This is one of my favorite photographs from the summer; I don't know anything about the house (other than that it's in Wylliesburg, Virginia -- which is where I took the picture of the Paul Carrington roadside marker). Anyway, I wanted to post it because I really like this -- but I don't have much to say about it, other than perhaps this: is it haunted? If not, it sure ought to be. It surely must go back to the antebellum era, which I think is a key variable related to degree of haunted-ness, and it isn't inhabited by anyone who's alive. The clincher, of course, it that it's in the rural south, too.

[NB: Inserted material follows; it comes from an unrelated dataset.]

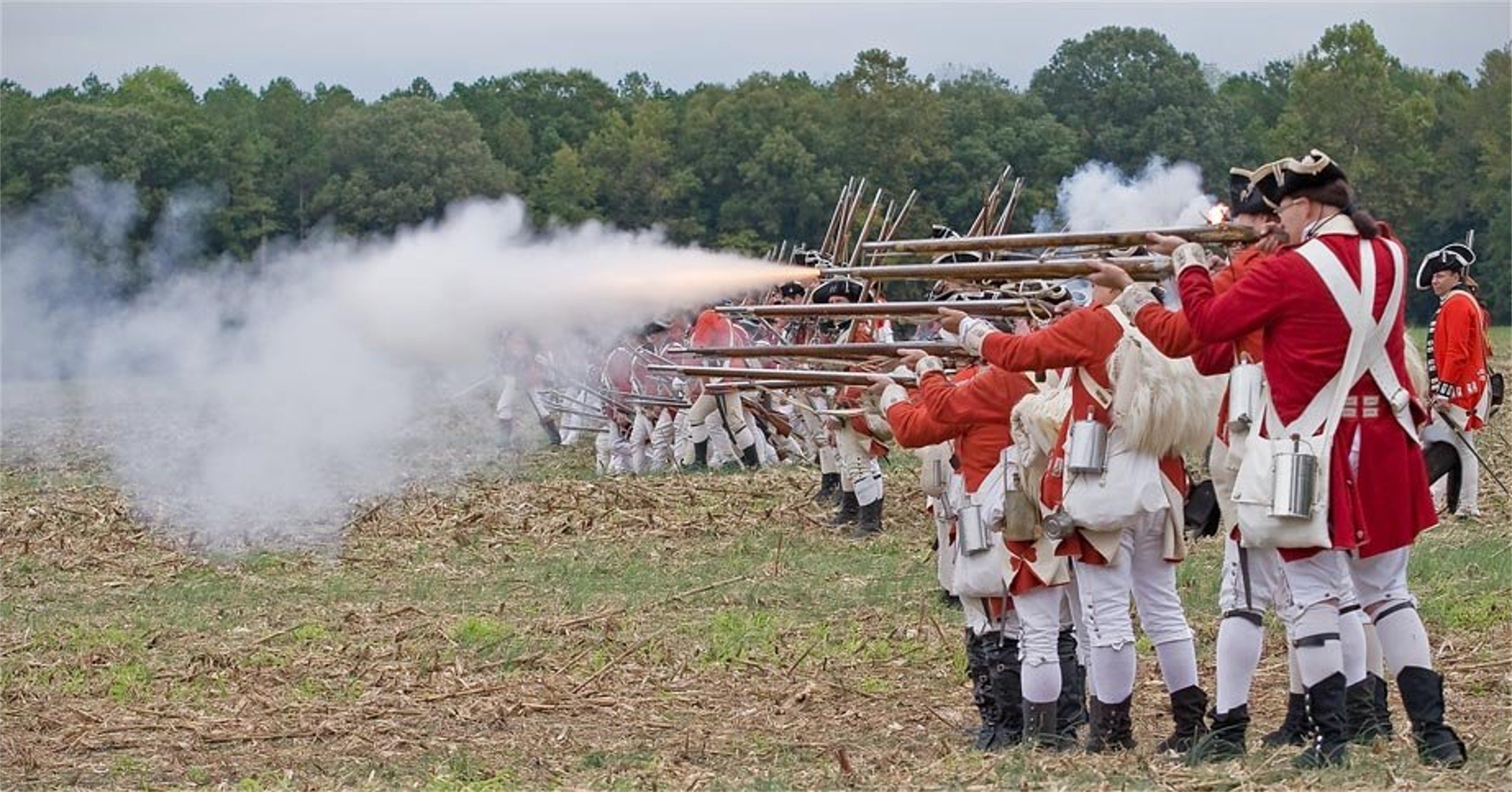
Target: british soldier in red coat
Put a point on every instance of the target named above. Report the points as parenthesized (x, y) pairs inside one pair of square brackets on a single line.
[(1133, 554), (1378, 484), (1457, 366)]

I'm going to show this to my students when I teach Stambovsky this fall -- because I think the mere appearance of this house would put a reasonable buyer on notice that it might be haunted!

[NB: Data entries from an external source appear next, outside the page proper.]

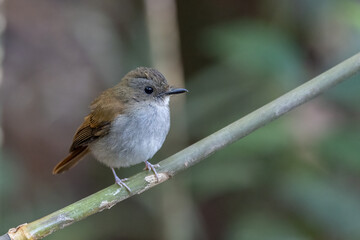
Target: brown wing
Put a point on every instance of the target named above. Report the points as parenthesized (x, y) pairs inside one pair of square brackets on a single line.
[(97, 124)]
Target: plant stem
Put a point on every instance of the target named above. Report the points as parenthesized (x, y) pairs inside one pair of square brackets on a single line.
[(191, 155)]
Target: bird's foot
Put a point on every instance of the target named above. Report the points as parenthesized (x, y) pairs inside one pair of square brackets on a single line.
[(120, 182), (151, 167)]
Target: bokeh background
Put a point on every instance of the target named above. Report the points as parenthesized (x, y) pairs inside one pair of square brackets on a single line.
[(297, 178)]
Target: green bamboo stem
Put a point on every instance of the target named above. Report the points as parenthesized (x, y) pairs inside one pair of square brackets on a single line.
[(191, 155)]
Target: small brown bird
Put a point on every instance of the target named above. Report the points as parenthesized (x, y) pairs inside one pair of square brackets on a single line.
[(127, 124)]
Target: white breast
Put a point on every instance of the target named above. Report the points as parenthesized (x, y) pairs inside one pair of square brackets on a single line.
[(134, 137)]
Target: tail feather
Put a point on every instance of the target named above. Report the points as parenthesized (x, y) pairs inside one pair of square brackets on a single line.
[(71, 160)]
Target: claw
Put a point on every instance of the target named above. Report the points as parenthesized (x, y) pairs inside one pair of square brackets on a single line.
[(151, 167), (120, 182)]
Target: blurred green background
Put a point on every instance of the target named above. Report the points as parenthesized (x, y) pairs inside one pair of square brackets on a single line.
[(296, 179)]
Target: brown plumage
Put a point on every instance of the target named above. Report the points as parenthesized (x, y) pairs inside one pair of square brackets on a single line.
[(95, 125), (127, 124)]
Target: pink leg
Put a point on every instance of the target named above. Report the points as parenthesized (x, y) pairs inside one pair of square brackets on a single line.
[(119, 182), (151, 167)]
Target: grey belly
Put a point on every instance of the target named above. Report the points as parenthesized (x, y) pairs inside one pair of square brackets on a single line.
[(132, 140)]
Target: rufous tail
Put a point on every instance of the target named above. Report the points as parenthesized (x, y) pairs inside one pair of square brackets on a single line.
[(71, 160)]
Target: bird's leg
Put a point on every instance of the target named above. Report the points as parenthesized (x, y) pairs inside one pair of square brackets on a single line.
[(119, 182), (151, 167)]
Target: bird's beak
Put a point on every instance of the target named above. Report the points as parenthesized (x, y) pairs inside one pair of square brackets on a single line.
[(176, 91)]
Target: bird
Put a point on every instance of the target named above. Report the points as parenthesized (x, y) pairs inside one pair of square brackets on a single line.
[(127, 123)]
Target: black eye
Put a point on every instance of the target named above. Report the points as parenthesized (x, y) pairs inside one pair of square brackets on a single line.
[(148, 90)]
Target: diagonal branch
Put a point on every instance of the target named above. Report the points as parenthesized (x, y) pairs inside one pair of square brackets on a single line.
[(191, 155)]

What a gorgeous house it once was -- and perahps might be yet again.
Very cool picture.
Posted by: Orin Kerr | August 03, 2012 at 05:37 PM
Definitely haunted.
Posted by: Kim Krawiec | August 03, 2012 at 07:26 PM
Thanks, Orin -- I got lucky with this one. It was about twilight. And Kim, glad to know that your opinion at a southerner confirms what I had suspected.
Posted by: Alfred Brophy | August 03, 2012 at 08:00 PM
Al: Yes, I can confirm that it is haunted. But, as it turns out, photographing tends to extend the haunt. I have seen it so many times. Please destroy the film by burning and then sacrifice a toad and you may be ok but I cannot guarantee it. In any case, to not walk near anything made of zinc.